L’armée allemande en Bretagne lors de la dernière année de l’Occupation
L’ouvrage de Y. Botrel est organisé en quatre parties. La première est une présentation détaillée des troupes allemandes et de leurs supplétifs présents en Bretagne de l’été 1943 à l’été 1944 (origine, parcours avant leur arrivée en Bretagne, composition et localisation des états-majors, mouvements de troupes). Des cartes de localisation des unités et des photographies des principaux officiers et de soldats ainsi que d’utiles tableaux récapitulatifs allègent un texte dense qui passe en revue les huit divisions d’infanterie et de parachutistes stationnées dans la région au 5 juin 1944 alors que la maréchal Rommel a tenté d’accélérer l’achèvement de la construction du Mur de l’Atlantique.
En prévision du grand affrontement, des bataillons de forteresses sont constitués en 1944, en appui de la mise en place, sur ordre d’Hitler, des Festungen. Selon les évaluations et appréciations des officiers allemands tirées des rapports et journaux d’activités des corps d’armée (2) (traduits et consultables au Service historique de la Défense à Vincennes et aux Archives d’Ille-et-Vilaine), il s’avère qu’en 1944 la plupart des divisions d’infanterie sont incomplètes, composées de soldats âgés et peu combatifs, mal équipées et incomplètement motorisées du fait des ponctions effectuées pour les fronts de l’Est.
En compensation, les Allemands font appel, à partir de septembre 1943, à des troupes supplétives, ces Osttruppen désignées sous l’appellation de « Russes blancs ». Elles sont composées de prisonniers de l’Armée rouge passés à leur service ou recrutés dans les régions occupées de l’Union des républiques socialistes soviétiques (URSS) (Ukrainiens, Géorgiens, etc.). Les exactions et pillages de ces seize bataillons d’Osttruppen, affectés dans les zones côtières, terrorisent la population comme s’en plaignent les autorités françaises. Pour des raisons stratégiques et géographiques, la Bretagne compte aussi des unités de la Kriegsmarine et de la Luftwaffe. Au total, selon Yannick Botrel, il y aurait eu environ 140 000 soldats le 6 juin 1944 dont 95 000 combattants affectés en Bretagne, les autres assurant les diverses administrations militaires et services logistiques.

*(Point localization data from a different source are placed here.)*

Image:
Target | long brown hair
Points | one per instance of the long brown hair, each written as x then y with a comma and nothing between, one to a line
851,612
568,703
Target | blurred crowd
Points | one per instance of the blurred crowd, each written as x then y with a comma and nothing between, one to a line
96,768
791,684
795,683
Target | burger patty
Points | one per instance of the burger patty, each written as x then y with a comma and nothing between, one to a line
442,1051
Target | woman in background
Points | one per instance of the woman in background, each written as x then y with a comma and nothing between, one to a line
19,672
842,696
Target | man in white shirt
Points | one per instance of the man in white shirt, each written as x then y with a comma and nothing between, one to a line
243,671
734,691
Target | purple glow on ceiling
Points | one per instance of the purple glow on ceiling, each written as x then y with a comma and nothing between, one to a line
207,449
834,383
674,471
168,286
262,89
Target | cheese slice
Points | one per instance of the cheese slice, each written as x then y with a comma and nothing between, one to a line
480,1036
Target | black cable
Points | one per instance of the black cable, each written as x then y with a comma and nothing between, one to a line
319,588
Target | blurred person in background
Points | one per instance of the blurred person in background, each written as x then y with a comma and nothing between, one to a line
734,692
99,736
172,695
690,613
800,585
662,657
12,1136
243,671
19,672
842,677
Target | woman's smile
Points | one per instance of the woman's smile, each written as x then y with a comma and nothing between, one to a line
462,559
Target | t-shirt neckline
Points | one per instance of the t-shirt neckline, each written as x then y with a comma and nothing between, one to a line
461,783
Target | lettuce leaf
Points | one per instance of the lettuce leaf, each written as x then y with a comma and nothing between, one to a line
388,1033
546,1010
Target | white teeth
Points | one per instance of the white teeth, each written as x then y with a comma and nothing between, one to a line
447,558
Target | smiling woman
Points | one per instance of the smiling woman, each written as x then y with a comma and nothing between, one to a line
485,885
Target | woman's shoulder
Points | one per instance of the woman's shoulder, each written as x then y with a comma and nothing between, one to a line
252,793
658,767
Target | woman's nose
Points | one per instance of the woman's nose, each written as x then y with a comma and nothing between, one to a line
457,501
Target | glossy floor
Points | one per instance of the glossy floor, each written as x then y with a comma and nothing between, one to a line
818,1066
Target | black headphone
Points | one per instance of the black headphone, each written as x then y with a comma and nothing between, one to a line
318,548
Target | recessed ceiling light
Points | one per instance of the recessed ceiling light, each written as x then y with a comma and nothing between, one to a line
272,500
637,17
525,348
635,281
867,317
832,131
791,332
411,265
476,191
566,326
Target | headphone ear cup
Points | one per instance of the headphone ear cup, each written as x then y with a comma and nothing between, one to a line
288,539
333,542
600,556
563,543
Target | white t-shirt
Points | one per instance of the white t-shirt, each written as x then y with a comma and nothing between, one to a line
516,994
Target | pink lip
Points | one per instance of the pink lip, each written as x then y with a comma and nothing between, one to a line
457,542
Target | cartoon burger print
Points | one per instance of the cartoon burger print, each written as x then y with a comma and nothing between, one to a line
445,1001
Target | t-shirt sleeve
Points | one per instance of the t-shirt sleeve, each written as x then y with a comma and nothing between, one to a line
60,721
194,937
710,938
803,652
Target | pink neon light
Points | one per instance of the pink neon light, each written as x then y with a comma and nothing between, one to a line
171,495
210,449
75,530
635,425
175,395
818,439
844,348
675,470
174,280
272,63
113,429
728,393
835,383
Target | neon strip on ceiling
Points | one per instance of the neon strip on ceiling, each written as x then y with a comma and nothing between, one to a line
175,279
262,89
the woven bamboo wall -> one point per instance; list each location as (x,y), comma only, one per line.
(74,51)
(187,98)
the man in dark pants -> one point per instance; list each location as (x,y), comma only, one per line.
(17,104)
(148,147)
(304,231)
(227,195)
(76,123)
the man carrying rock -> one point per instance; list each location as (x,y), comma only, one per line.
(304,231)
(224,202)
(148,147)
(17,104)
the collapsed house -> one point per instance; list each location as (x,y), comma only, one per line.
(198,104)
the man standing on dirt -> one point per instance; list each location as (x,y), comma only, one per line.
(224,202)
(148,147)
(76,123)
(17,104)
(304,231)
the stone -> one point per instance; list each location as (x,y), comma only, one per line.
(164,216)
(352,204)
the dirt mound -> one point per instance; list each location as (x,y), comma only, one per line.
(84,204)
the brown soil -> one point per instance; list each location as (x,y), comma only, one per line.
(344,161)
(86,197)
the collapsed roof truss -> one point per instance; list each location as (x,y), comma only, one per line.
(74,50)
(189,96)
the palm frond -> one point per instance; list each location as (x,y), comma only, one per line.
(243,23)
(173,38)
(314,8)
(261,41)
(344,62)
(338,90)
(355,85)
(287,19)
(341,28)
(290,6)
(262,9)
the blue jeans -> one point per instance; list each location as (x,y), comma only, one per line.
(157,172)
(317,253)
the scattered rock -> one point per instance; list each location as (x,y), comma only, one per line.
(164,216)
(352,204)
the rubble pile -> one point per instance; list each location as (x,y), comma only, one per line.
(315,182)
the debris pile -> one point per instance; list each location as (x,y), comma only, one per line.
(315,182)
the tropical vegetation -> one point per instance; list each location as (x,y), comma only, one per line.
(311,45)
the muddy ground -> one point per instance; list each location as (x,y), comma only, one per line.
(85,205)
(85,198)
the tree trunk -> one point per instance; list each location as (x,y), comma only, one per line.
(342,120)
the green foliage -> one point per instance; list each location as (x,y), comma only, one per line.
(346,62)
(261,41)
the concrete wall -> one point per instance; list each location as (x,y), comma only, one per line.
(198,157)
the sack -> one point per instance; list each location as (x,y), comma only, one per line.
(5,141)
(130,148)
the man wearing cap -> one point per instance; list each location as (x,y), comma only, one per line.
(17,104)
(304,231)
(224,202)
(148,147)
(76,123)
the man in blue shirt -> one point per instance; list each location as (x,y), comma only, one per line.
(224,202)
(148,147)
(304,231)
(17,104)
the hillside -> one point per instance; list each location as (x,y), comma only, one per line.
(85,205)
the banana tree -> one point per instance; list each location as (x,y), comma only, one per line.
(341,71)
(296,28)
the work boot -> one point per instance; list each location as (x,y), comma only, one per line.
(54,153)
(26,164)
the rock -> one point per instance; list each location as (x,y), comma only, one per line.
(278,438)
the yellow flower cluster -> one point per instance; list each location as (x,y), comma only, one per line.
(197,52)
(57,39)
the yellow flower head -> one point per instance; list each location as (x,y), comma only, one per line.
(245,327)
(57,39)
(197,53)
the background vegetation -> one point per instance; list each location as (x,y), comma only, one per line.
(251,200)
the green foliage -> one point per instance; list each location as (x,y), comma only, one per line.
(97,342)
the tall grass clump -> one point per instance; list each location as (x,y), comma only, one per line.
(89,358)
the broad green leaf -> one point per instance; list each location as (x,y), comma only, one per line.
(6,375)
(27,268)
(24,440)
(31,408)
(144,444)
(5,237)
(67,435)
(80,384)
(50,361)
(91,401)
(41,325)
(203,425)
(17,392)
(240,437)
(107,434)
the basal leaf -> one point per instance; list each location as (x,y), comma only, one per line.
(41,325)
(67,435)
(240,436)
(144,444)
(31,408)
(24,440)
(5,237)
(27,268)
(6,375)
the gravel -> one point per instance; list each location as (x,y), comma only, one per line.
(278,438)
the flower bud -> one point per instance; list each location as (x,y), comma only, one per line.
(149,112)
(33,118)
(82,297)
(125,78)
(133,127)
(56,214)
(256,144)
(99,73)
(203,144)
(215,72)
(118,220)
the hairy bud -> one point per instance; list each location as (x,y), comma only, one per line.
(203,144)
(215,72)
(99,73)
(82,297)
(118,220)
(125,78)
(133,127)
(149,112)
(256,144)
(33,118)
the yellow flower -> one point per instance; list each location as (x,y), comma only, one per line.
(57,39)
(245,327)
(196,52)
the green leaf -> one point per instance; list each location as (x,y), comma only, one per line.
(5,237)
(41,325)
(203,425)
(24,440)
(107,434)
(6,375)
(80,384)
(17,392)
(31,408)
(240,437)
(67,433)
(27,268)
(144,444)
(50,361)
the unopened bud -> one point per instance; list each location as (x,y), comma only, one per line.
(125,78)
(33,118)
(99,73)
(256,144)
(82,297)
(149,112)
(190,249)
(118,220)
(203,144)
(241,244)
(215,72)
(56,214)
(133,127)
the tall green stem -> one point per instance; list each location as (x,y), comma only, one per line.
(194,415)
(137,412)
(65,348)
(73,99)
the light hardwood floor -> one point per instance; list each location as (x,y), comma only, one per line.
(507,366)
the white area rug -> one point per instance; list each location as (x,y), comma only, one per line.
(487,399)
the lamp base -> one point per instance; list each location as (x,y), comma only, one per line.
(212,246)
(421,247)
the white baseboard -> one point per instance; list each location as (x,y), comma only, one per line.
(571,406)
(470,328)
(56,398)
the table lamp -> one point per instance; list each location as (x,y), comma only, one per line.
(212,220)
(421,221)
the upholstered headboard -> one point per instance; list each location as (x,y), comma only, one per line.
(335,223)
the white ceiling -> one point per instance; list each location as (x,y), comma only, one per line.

Les opérations militaires et policières de l’occupant contre les organisations résistantes et les maquis revisitées
La seconde partie, « L’armée allemande sur le front des maquis », est fort intéressante car si elle n’apporte rien de neuf sur l’histoire de la Résistance en Bretagne, elle revisite les opérations militaires et policières de l’occupant contre les organisations résistantes et les maquis qui se développent à partir du 6 juin 1944. En effet, de manière inversée par rapport aux approches habituelles – le point de vue français et celui des résistants –, c’est la recension à partir des sources allemandes, et parfois françaises, des très nombreuses opérations militaires engagées pour détruire une résistance qui multiplie les actions de sabotages des voies de communication (lignes téléphoniques, « bataille du rail », etc.). L’étude précise quelles sont les unités qui interviennent et les résultats des opérations.
Sans surprise, les statistiques allemandes des sabotages minorent le nombre réel des opérations de la Résistance qui ont été répertoriées, par exemple, par Roger Huguen dans les Côtes-du-Nord (voir ses cartes de l’action de la Résistance). Le dépouillement de toutes les sources françaises (gendarmerie, police, autorités préfectorales) et parfois allemandes avait permis de mesurer l’ampleur de la mobilisation contre les infrastructures de l’occupant. En revanche, Yannick Botrel qui insiste bien sur la montée en puissance de la Résistance et sur le durcissement continu de la répression allemande, nous donne une étude très complète des opérations militaires qui se multiplient partout en juin et juillet 1944.